Chronic thromboembolic pulmonary hypertension (CTEPH) is a specific form of pulmonary hypertension characterized by fibrothrombotic obstruction of the pulmonary arteries. Although rare, it is the most frequent form of precapillary pulmonary hypertension after exclusion of lung disease.
When untreated, CTEPH has a poor prognosis, with a three-year mortality that can exceed 50%.1 Because of this unfavorable prognosis early diagnosis is essential. CTEPH should be actively sought in all patients after acute pulmonary embolism (PE) who remain symptomatic after three months of effective anticoagulation. However, a significant number of patients are diagnosed without a known prior acute PE, so this diagnosis also needs to be considered when investigating patients who present with pulmonary hypertension.
There is a potentially curative surgical treatment that should be considered for all patients. Pulmonary endarterectomy (PEA) is the treatment of choice, by removing obstructive thromboembolic material from the pulmonary arteries in order to reduce pulmonary vascular resistance, improving survival and quality of life. In the latest retrospective case series, in-hospital mortality ranged from 2.2% to 7.0% depending on the center's experience, and long-term survival was excellent, with three-year survival of 90%.2 Persistent pulmonary hypertension after PEA is common and reported in about one third of patients.3 Recurrent pulmonary hypertension is less common and is often caused by a further thromboembolic episode after a successful PEA clearance.

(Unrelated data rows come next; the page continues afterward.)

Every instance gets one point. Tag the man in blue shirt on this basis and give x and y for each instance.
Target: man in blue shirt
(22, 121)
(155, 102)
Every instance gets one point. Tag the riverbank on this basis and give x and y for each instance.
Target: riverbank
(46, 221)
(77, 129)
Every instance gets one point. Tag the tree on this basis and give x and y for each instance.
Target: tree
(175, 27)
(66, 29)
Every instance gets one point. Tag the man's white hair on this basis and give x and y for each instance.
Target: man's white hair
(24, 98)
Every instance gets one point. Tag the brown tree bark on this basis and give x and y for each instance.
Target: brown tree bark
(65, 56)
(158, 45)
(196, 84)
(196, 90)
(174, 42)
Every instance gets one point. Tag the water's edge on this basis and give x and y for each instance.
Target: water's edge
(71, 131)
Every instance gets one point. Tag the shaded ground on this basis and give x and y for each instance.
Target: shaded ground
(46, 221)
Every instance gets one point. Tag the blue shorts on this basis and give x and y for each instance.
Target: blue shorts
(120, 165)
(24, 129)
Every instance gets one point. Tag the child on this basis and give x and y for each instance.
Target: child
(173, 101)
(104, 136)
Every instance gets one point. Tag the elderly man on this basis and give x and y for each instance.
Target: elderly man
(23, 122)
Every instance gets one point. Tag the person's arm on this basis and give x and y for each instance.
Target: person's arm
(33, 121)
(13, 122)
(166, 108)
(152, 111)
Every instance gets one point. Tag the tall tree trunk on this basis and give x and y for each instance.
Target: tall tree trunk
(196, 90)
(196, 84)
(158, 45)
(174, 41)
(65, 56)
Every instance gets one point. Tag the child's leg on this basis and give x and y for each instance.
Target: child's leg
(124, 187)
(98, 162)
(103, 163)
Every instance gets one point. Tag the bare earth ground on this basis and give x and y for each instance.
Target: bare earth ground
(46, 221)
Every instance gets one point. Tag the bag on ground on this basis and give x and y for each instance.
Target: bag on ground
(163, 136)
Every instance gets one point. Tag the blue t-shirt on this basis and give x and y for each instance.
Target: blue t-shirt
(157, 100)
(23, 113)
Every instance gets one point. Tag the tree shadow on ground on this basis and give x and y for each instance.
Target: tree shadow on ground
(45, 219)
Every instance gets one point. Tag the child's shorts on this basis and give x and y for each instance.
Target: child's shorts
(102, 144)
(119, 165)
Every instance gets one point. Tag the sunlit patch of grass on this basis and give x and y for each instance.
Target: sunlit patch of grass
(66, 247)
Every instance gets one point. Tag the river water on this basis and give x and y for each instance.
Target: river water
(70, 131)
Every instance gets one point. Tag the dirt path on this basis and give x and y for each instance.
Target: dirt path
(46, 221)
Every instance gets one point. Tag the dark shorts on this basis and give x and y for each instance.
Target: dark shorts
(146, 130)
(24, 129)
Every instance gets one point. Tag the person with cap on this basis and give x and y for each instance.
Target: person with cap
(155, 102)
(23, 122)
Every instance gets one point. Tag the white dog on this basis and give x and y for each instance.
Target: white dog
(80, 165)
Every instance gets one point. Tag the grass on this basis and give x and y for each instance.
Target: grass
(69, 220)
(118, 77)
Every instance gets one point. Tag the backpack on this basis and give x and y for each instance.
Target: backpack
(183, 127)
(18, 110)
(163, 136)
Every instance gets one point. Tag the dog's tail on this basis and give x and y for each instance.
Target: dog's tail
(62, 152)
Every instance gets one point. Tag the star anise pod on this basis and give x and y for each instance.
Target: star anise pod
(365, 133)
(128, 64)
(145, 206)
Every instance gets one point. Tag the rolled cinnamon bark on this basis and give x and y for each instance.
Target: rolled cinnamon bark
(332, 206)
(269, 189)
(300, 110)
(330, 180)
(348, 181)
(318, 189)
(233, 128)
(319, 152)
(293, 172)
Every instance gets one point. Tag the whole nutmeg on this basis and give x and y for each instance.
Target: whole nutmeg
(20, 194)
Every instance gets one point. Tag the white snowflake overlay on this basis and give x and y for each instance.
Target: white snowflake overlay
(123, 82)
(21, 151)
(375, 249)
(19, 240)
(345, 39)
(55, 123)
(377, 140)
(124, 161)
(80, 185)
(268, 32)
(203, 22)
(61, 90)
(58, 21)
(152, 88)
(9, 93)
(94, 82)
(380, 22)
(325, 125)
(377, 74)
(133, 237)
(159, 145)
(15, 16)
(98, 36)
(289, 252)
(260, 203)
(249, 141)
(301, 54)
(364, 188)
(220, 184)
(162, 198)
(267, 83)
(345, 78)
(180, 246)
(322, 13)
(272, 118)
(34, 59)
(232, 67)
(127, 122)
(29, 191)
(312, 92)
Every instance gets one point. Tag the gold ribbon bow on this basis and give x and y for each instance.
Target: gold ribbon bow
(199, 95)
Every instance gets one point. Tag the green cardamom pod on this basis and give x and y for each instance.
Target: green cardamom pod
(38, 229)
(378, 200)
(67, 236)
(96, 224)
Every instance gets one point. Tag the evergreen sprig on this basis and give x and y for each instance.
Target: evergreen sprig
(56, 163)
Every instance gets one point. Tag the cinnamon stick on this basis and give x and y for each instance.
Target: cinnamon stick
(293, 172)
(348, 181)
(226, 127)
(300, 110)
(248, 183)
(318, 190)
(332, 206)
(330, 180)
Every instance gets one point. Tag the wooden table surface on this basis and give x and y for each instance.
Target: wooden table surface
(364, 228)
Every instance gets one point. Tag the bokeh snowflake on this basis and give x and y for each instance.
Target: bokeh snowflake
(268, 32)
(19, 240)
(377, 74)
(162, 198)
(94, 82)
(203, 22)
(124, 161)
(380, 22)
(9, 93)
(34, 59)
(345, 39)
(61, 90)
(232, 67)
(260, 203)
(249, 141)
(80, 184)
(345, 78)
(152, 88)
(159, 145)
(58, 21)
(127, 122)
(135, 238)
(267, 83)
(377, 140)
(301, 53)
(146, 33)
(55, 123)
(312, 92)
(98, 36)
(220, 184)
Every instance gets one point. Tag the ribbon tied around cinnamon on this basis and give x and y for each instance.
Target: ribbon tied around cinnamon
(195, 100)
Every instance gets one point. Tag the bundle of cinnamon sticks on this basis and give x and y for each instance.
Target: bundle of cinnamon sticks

Although PEA is an excellent option, the European CTEPH registry indicated that up to 40% of patients diagnosed with CTEPH were considered inoperable,2 even when assessed in expert centers.
For inoperable, residual or recurrent disease, pulmonary vasodilator therapy should be considered, particularly with riociguat (a soluble guanylate cyclase stimulator), which is the only pulmonary vasodilator approved in this setting, although other pulmonary vasodilators are commonly used off-label.3
Additionally, balloon pulmonary angioplasty (BPA) has attracted increasing interest in recent years and has evolved into an important component of the CTEPH treatment algorithm. BPA was first described by Feinstein in 2001, but because of high rates of serious complications, it was necessary to refine the technique, which then made headway worldwide. Since 2013, BPA has been performed in certain European centers. This percutaneous technique was first introduced in Portugal, as a sustained program, in 2017 by Cale et al.,4 and their results have recently been published, demonstrating efficacy and safety.5
The paper by Samouco et al. published in this issue of the Journal6 assesses the results of a national pulmonary hypertension referral center in the last 10 years, in which overall reported survival at one, two and three years was 93.3%, 82.4% and 75.9%, respectively. Since this is a retrospective study, it has several limitations, which are clearly acknowledged by the authors. However, it is important since it demonstrates that although PEA was not available in Portugal for many years, it was possible to work together with other European referral centers, and thereby avoid depriving patients of the best possible treatment. This was also clearly demonstrated in a recently published paper by another Portuguese pulmonary hypertension referral center.7 Since 2019, there has also been a recognized national reference center for PEA, whose initial surgical experience was published in 2020.8 Although they reported high periprocedural mortality, this could be partially explained by the difficult cases initially referred and by the learning curve inevitable in such a complex surgical procedure.9 It will be important to document reduction of in-hospital mortality in the future, as well as to assess hemodynamic results in medium- and long-term follow-up.
This paper reveals a more favorable outcome in CTPEH patients who underwent PEA surgery, which is in agreement with reported European and US multicenter experiences.2,10 A high rate of operable patients (72%) was reported; however, 44% of patients did not undergo multidisciplinary assessment. Referral to foreign centers with time-consuming contacts and a high administrative burden can probably explain this undesirably high figure. Of the 30 non-operated patients, only two underwent BPA. It is not clear whether BPA was offered to or considered for every inoperable patient. Since BPA is available at a national level, referral for BPA should nowadays be offered and significantly fewer patients should be treated with medical therapy alone.
To conclude, we currently have at our disposal all the therapeutic strategies at a national level for the treatment of CTEPH: PEA surgery, BPA and medical therapy. These strategies are not mutually exclusive: an optimal treatment strategy might be a combination of two or even all three approaches. It is important to ensure continuous training of experienced multidisciplinary teams, as well as to recognize the advantages and limitations of each technique, so that the best possible treatment can be offered to the individual CTEPH patient.
Conflicts of interestThe author has no conflicts of interest to declare.